You may be wondering why a keyboard symbol should be lauded as a design coup. Its a reasonable question, and the answer tells us a great deal about how design and our expectations of it are changing.

Lets start by looking at the @. No one knows for sure when it first appeared. One suggestion is that it dates to the sixth or seventh century when it was adopted as an abbreviation of ad, the Latin word for at or toward. (The scribes of the day are said to have saved time by merging two letters and curling the stroke of the d around the a.) Another theory is that it was introduced in 16th-century Venice as shorthand for the amphora, a measuring device used by local tradesmen.

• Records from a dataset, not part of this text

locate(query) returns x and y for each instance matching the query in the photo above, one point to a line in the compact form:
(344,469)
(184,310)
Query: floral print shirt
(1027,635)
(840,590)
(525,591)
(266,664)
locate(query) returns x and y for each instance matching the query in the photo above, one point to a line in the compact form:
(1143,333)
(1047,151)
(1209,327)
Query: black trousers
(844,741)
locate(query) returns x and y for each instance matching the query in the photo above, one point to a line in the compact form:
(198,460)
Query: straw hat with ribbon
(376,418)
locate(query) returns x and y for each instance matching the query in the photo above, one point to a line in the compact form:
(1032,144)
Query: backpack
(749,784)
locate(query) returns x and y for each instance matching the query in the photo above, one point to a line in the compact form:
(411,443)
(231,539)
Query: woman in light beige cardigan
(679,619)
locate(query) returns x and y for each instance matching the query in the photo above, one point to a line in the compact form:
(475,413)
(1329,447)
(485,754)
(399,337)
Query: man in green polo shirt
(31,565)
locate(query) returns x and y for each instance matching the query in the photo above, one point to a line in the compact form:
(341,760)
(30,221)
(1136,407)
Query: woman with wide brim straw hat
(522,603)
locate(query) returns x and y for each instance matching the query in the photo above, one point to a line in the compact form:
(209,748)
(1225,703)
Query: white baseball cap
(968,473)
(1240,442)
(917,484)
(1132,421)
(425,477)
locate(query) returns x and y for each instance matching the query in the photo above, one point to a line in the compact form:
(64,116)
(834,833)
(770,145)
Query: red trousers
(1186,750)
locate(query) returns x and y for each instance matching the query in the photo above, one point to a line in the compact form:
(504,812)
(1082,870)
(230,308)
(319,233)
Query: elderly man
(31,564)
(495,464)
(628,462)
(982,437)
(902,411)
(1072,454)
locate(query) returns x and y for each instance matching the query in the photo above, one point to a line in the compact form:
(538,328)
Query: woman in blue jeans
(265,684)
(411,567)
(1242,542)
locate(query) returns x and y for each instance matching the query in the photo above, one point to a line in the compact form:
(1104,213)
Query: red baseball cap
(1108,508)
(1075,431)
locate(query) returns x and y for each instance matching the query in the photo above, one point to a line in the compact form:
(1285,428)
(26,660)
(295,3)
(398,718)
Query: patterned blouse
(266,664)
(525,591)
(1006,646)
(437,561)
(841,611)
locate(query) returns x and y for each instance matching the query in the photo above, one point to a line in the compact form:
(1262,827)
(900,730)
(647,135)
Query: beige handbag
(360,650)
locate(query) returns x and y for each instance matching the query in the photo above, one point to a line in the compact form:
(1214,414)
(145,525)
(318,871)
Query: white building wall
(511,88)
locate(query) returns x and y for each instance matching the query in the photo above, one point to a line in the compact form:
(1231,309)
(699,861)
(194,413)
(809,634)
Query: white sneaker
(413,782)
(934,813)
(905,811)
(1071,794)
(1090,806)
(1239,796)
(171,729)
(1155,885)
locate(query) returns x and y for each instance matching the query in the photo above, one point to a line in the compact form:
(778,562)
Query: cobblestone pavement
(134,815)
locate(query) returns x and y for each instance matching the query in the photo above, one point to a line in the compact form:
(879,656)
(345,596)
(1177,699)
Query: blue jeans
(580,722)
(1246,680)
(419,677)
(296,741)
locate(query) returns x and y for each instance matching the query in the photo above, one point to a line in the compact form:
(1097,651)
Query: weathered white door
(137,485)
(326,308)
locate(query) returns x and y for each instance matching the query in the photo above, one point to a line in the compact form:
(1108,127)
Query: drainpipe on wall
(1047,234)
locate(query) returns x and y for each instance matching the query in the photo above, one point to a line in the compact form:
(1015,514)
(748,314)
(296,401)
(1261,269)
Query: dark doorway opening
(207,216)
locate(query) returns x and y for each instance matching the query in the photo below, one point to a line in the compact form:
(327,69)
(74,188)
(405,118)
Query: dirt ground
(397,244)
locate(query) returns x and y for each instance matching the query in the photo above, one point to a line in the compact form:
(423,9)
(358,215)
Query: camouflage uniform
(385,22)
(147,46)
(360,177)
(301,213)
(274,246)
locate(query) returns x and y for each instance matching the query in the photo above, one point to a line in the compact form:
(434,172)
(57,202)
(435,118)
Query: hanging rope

Whatever its origins, the @ appeared on the keyboard of the first typewriter, the American Underwood, in 1885 and was used, mostly in accounting documents, as shorthand for at the rate of. It remained an obscure keyboard character until 1971 when an American programmer, Raymond Tomlinson, added it to the address of the first e-mail message to be sent from one computer to another.

At the time, he was working for Bolt, Beranek & Newman, a technology company that was developing a communications network for the U.S. Department of Defense. Mr. Tomlinson was responsible for the messaging service. He wrote the addresses in computer code, which needed to be translated into a form of words that the rest of us could understand.

Having decided that the first half of the address should identify the user and the second the computer, he looked for a symbol to indicate that he or she was literally at that machine. The @ not only had a similar meaning, but was so seldom used that it was open to reinterpretation. (If you're a Gossip Girl fan, think of it as Little J. being crowned queen of Constance; or, if you prefer Mad Men, as Peggy after her promotion from secretary to copywriter.)

We all know what happened next. The @ became a supernova of the digital age and part of our daily lives, although that still doesn't explain why it has been elevated to MoMA's design collection.